Rodolfo Walsh, el hombre que le ganó a la CIA

IMG-20141106-WA013Por: @Josecomunicando /

Hoy se cumple un nuevo aniversario de la “caída en combate”, (prefiero decirlo de esta manera y no que lo secuestraron) de Rodolfo Walsh frente a un grupo de tareas de la ESMA en Buenos Aires.

Rodolfo es uno de los grandes ideólogos (aunque él no lo sepa) de los medios alternativos en la Argentina.

Se sabe mucho sobre Walsh, de su pluma, de sus investigaciones (se lo considera pionero en lo que refiere al periodismo de investigación en nuestro país), de su coraje y su capacidad creativa en las arenas de la comunicación. Pero hay algo que es poco conocido de él y tiene que ver con la defensa de la revolución cubana, en un aporte que lo distingue y engrandece.

El escenario donde se disputaría la contienda contra la CIA seria a pocos meses del triunfo revolucionario, en La Habana, en silencio como en las mejores e impensadas películas de espionaje.

Con un cable que estaba escrito en código secreto que había llegado a la teletipo* de Prensa Latina, en una mano y un libro de criptografía en la otra, el hombre que amaba jugar el ajedrez, desbarataría los planes que tenia imperialismo para con la naciente Cuba revolucionaria.

Gabriel García Márquez, cuenta en primera persona lo que ocurrió:

“En realidad, fue Rodolfo Walsh quien descubrió – desde muchos meses antes – que los Estados Unidos estaban entrenando exiliados cubanos en Guatemala para invadir a Cuba por Playa Girón en abril de 1961. Walsh era en esa época el jefe de Servicio Especiales de Prensa Latina, en la oficina central de La Habana. Su compatriota Jorge Ricardo Masetti, que era el fundador y director de la agencia, había instalado una sala especial de teletipos para captar y luego analizar en juntas de recreación el material informativo de la agencias rivales. Una noche, por un accidente mecánico, Masetti se encontró en su oficina con un rollo de teletipo que no tenía noticias, sino un mensaje largo en clave muy intrincado. Era en realidad un despacho del tráfico comercial de la Tropical Cable de Guatemala.

Rodolfo Walsh, que por cierto repudiaba en secreto sus antiguos cuentos policiales, se empeñó en descifrar el mensaje con la ayuda de unos manuales de criptografía recreativa que se compró en una librería de lance de La Habana. Lo consiguió al cabo de muchas noches insomnes, sin haberlo hecho nunca y sin ningún entrenamiento en la materia, y lo que encontró dentro no sólo fue una noticia sensacional para un periodista militante, sino también una información providencial para el gobierno revolucionario de Cuba.
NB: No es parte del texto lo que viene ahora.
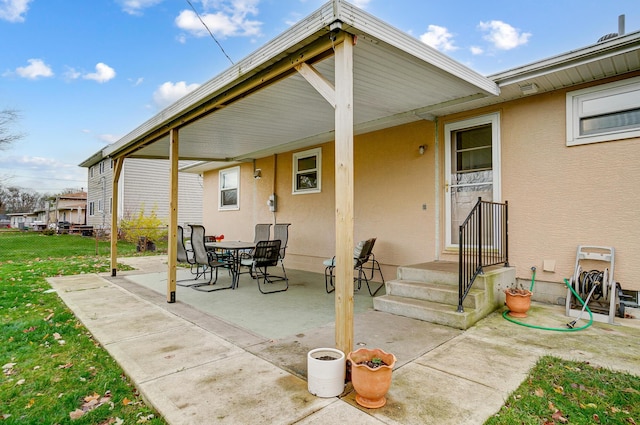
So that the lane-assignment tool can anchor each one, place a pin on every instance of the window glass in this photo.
(306, 170)
(229, 189)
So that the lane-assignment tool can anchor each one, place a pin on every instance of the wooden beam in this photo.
(317, 80)
(117, 169)
(344, 194)
(174, 142)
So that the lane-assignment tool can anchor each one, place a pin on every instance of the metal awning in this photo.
(262, 105)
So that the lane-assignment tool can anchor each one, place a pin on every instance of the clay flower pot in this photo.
(518, 301)
(371, 383)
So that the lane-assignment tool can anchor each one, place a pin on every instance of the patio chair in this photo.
(364, 262)
(281, 233)
(265, 255)
(208, 260)
(185, 255)
(261, 233)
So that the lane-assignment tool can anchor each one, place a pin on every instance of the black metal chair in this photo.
(265, 255)
(364, 261)
(281, 233)
(208, 260)
(185, 255)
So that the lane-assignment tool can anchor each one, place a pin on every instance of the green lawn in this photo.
(53, 369)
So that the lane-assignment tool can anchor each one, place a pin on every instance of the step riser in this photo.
(451, 319)
(444, 294)
(433, 276)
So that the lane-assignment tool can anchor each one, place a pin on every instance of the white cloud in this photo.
(103, 73)
(36, 69)
(108, 139)
(439, 38)
(169, 92)
(135, 7)
(13, 10)
(503, 36)
(224, 18)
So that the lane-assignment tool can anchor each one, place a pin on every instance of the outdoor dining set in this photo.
(207, 254)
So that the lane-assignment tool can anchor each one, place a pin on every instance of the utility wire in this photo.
(210, 33)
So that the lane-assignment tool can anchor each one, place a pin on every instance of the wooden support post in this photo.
(344, 194)
(173, 215)
(117, 169)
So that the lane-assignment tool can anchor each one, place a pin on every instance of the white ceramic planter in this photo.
(325, 378)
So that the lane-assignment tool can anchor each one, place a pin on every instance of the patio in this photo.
(193, 365)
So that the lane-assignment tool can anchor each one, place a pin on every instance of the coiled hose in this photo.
(565, 329)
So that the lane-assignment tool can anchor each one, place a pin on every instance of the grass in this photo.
(52, 366)
(53, 369)
(559, 392)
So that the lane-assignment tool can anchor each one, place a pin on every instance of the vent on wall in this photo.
(614, 34)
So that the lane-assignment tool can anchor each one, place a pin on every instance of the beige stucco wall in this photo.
(392, 182)
(561, 197)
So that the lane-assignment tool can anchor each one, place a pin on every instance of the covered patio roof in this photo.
(337, 73)
(262, 105)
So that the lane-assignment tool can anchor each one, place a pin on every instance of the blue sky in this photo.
(83, 73)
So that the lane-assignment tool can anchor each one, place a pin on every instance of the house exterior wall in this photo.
(392, 182)
(143, 183)
(559, 197)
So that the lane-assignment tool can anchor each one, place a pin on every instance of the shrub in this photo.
(144, 230)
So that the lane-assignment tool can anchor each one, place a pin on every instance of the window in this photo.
(603, 113)
(229, 186)
(307, 168)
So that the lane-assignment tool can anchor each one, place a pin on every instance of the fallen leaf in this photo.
(76, 414)
(557, 415)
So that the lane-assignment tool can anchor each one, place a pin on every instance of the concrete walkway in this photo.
(196, 368)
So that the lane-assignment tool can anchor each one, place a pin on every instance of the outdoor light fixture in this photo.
(529, 88)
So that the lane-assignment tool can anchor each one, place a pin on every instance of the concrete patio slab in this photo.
(242, 389)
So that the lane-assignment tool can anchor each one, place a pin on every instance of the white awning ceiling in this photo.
(262, 106)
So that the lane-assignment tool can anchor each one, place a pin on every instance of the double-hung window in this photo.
(229, 189)
(602, 113)
(307, 168)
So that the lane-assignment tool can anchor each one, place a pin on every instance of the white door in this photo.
(472, 167)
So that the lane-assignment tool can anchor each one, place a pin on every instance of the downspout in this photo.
(438, 188)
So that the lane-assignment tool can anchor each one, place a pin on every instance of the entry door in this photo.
(472, 168)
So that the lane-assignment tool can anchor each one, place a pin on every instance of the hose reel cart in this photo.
(596, 286)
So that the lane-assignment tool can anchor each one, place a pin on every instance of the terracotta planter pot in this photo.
(517, 303)
(371, 384)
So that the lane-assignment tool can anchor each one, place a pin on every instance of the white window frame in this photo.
(221, 175)
(317, 152)
(601, 100)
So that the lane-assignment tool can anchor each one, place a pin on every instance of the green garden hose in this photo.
(565, 329)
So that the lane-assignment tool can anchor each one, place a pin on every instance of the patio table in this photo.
(234, 248)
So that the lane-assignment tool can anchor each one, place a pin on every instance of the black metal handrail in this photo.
(483, 241)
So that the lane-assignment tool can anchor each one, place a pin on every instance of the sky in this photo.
(83, 73)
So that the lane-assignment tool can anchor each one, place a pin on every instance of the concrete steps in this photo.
(429, 292)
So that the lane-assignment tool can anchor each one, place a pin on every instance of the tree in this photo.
(17, 200)
(8, 117)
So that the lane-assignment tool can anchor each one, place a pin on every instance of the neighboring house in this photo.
(559, 139)
(143, 184)
(68, 207)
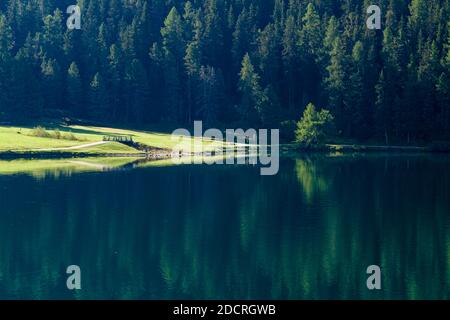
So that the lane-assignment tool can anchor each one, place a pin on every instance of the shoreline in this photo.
(289, 148)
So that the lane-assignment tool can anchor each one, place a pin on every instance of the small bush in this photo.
(312, 128)
(40, 132)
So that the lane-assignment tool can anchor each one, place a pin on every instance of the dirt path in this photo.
(93, 144)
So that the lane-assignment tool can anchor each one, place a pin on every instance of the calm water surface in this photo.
(225, 232)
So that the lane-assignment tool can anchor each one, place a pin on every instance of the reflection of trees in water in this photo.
(311, 176)
(231, 233)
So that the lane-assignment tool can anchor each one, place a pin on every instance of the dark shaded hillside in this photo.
(257, 62)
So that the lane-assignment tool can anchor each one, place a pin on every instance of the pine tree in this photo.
(74, 90)
(252, 95)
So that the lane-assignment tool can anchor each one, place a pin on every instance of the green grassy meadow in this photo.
(21, 140)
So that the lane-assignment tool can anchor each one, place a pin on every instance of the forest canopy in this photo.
(252, 62)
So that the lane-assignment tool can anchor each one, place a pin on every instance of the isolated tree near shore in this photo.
(311, 129)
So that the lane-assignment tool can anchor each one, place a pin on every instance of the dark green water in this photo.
(225, 232)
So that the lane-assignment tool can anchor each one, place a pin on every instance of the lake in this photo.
(143, 231)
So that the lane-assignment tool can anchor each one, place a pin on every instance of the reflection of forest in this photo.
(226, 232)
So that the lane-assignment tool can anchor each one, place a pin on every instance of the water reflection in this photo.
(214, 232)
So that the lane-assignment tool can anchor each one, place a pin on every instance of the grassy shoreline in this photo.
(19, 143)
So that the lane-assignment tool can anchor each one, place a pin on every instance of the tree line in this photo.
(250, 62)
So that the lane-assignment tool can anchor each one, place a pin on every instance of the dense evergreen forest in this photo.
(248, 62)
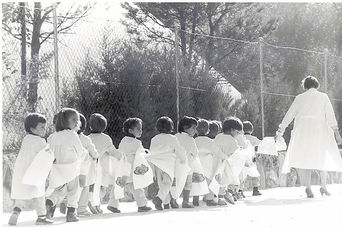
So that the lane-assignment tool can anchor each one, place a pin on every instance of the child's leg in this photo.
(140, 198)
(83, 201)
(55, 198)
(18, 207)
(73, 195)
(256, 185)
(39, 205)
(113, 203)
(186, 192)
(164, 183)
(210, 195)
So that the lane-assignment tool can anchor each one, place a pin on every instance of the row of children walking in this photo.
(214, 164)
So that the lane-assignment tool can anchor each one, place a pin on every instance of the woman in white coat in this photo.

El cable estaba dirigido a Washington por el jefe de la CIA en Guatemala, adscrito al personal de la embajada en ese país, y era un informe minucioso de los preparativos de un desembarco en Cuba por cuenta del gobierno norteamericano. Se revelaba, inclusive, el lugar en donde empezaban a prepararse los recluías; la hacienda de Retalhuleu, un antiguo cafetal al norte de Guatemala.

Un hombre con el temperamento de Masetti no podía dormir tranquilo si no iba más allá de aquel descubrimiento. De pronto concibió la idea magistral. La concibió en la puerta de su oficina, viendo a Rodolfo Walsh que se acercaba por el estrecho vestíbulo con su andadura un poco rígida y sus pasos cortos y rápidos. Tenía los ojos claros y risueños detrás de los cristales de miope con monturas gruesas de carey, tenía una calvicie incipiente con mechones flotantes y pálidos, y su piel era dura y con viejas grietas como el pellejo de un cazador en reposo. Viéndolos acercarse. Masetti me preguntó a qué se parecía Rodolfo Walsh, y yo le contesté que tenía cara de pastor protestante.

“Exacto – replicó Masetti radiante, y precisó -: pero de pastor protestante que vende biblias en Guatemala”.

Además, como descendiente directo de irlandeses, era un bilingüe perfecto. De modo que el plan de Masetti tenía pocas probabilidades de fracaso: Rodolfo Walsh se iría a Guatemala con un vestido negro y un cuello de celuloide volteado predicando los horrores del Apocalipsis, que se sabía de memoria, y vendiendo biblias de puerta en puerta, hasta infiltrarse en los campos de entrenamiento. Habría sido, pensábamos con entusiasmo, el reportaje grande de la época. Sólo que el gobierno de Cuba tenia ya otros planes”.

Como es sabido, la invasión contrarevolucionaria fue repelida en Playa Giron en 1961, infringiendo una dura derrota militar al imperialismo y sus intentos de aplastar a la Cuba socialista. Esa victoria, se debió en parte al silencioso aporte de Rodolfo Walsh.

* Teletipo: dispositivo telegráfico de transmisión de datos.